大体の奴隷商は宝石鑑定の技能を有している。もしくは、鑑定技能の保有者を雇っている。コイツはどうやら前者だったようだ。拡大鏡を取り出し、査定を始める。


「……こちらの方は、スカーレット・ルビー、〝真紅の涙〟級の純度の石。


 金貨五百は下らないもので御支払いです」


「五百? なら駄目だ。払えねぇ」

その額を聞いて、男は割と簡単に引き下がった。もう少し食い下がられるかと思っていたが、案外物分りの良いほうだったようだ。


「店主、誰に売ったかを言うな。忘れろ。それは口止め料込みだ」


 少々高いが、気にしてはいけない。こういう時にこそ、金と言うものは使うのだ。でなければ、金の意味は無い。生活するだけなら、何も大層な金は要らない。


「はい。


 では、これが二人の首輪の鎖と鍵です。


 毎度」


 店主は二人の首輪の鎖と鍵を出した。俺はそれを受け取ると、まず鎖を外し、逃げないように一応言い、二人を立たせて歩くように言った。当然後にはまだ青い顔をしているヴィークとウィンセントをつれて。

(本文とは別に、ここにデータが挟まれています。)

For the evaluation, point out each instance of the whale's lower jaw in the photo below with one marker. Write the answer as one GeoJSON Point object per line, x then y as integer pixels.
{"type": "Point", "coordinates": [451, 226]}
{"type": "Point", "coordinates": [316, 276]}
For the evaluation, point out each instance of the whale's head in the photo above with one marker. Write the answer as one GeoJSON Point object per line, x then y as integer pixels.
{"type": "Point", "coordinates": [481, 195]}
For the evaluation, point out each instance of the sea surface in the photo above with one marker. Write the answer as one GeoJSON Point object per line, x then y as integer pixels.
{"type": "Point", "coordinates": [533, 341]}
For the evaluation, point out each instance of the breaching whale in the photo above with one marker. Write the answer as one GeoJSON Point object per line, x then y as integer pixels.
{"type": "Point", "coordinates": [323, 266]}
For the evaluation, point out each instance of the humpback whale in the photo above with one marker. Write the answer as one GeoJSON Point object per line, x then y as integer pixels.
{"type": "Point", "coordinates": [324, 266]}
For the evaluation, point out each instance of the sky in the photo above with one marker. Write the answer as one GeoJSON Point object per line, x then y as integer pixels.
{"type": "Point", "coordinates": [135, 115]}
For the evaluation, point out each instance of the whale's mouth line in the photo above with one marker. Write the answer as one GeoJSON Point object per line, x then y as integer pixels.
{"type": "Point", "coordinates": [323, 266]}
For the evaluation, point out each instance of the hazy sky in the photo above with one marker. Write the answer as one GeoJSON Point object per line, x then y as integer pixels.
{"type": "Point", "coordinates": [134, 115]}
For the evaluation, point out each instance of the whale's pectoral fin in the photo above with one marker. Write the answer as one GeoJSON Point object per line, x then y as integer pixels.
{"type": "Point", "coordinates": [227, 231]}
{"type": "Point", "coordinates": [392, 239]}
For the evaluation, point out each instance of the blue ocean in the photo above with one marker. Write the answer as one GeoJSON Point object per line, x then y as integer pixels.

 奴隷市場を抜けてヴィークとウィンセントを連れたまま家に戻る。その間、何度も道行く人々の視線を受けた。それはおそらく、俺の名前と顔を知っている人間か、俺が連れている奴隷の首輪をつけた二人に目を奪われたものだろう。可愛らしい少女二人に、いかつい首輪を嵌めているのだ。奴隷についての知識が薄い人間なら、変な趣味のあるという偏見で、奇異の目で見るのは当然だろう。だから、分からないでもないが、あからさまな視線は気分が悪い。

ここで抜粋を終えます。